Massachusetts

The Cemetery That Was a 19th Century Tourist Attraction

mount-auburn-19th-century-tourist-attraction

19th-century-tourist-attraction

In 1846, 16-year-old Emily Dickinson made a rare foray outside of her Amherst, Mass., home to visit the biggest tourist attraction on the East Coast: Mount Auburn Cemetery.

Two years later, an estimated 60,000 people would visit the famous pleasure ground where the dead were buried. It was a staggering figure for the day. During the 19th century, Mount Auburn Cemetery ranked with Niagara Falls and Mount Vernon as a popular travel destination. And that was even before many of its famous dead were buried in it.

Mount Auburn Cemetery would later inspire one of the most famous parks in the world.

19th Century Tourist Attraction

Mount Auburn Cemetery was originally known (appropriately enough) as Stone’s Farm, 170 rolling acres between Watertown and Cambridge, Mass.

Built in 1831, it was designed by Henry Alexander Scammell Dearborn, son of Secretary of War Henry Dearborn and named for Dearborn’s friend Alexander Scammell. He had help from Jacob Bigelow, a physician who thought it unhealthy to bury people under churches, and Alexander Wadsworth, cousin of the poet Henry Wadsworth Longfellow, who would later be buried there.

Dearborn, a lawyer and horticulturist, designed Mount Auburn as an artful wilderness with winding avenues and paths and a tower on top of Mount Auburn for a panoramic view of Boston. It was the first rural cemetery in America, an arboretum and an experimental garden.

It was a time when public parts weren’t part of the American landscape. Mount Auburn Cemetery quickly became a 19th century tourist attraction. Dearborn intended it that way. The cemetery and garden, he wrote, 'will present one of the most instructive, magnificent and pleasant promenades in our country.'

Model Park

The rich came by carriage. The working classes came by streetcar. A slew of guidebooks, literature and personal travelers’ accounts spread Mount Auburn’s fame as a pleasure ground. (Today an app is being developed.)

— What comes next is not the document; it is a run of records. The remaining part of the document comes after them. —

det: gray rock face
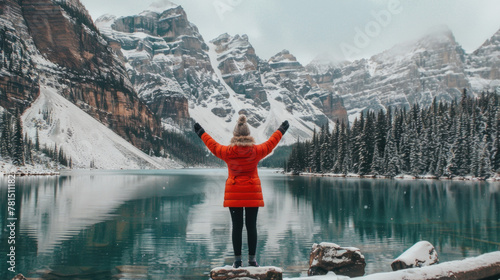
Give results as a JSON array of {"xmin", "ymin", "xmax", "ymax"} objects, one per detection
[
  {"xmin": 315, "ymin": 29, "xmax": 470, "ymax": 120},
  {"xmin": 307, "ymin": 242, "xmax": 366, "ymax": 277},
  {"xmin": 96, "ymin": 6, "xmax": 229, "ymax": 126},
  {"xmin": 466, "ymin": 27, "xmax": 500, "ymax": 92},
  {"xmin": 96, "ymin": 6, "xmax": 347, "ymax": 143},
  {"xmin": 211, "ymin": 34, "xmax": 347, "ymax": 130}
]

Landscape designer Andrew Jackson Downing observed the hordes of visitors at Mount Auburn and noticed people came to Boston solely to see the cemetery. He sensed the pent-up demand for public places where people could relax and socialize outdoors.

”The idea took the public mind by storm,” he wrote. Downing recommended Mount Auburn as a model for more public parks. He thought a nation that called itself a republic should encourage people of all social classes to mingle in public places.

“The true policy of republics is to foster the taste of great public libraries, sculpture and picture galleries, parks and gardens,” he wrote.

Downing died in 1852 in a steamboat accident on his 37th birthday. But he had paved the way for his partner, Calvin Vaux, and a young Frederick Law Olmsted to design New York’s Central Park, Hartford’s Bushnell Park and Springfield’s Elm Park.

Today, tourists still visit Mount Auburn Cemetery to walk winding paths in a picturesque landscape and to seek out the graves of the dead. The famous people buried there include people you’d expect, like Nathaniel Bowditch, Robert Gould Shaw and Julia Ward Howe. Some of its inhabitants you wouldn’t expect: Bernard Malamud, Curt Gowdy and Joyce Chen.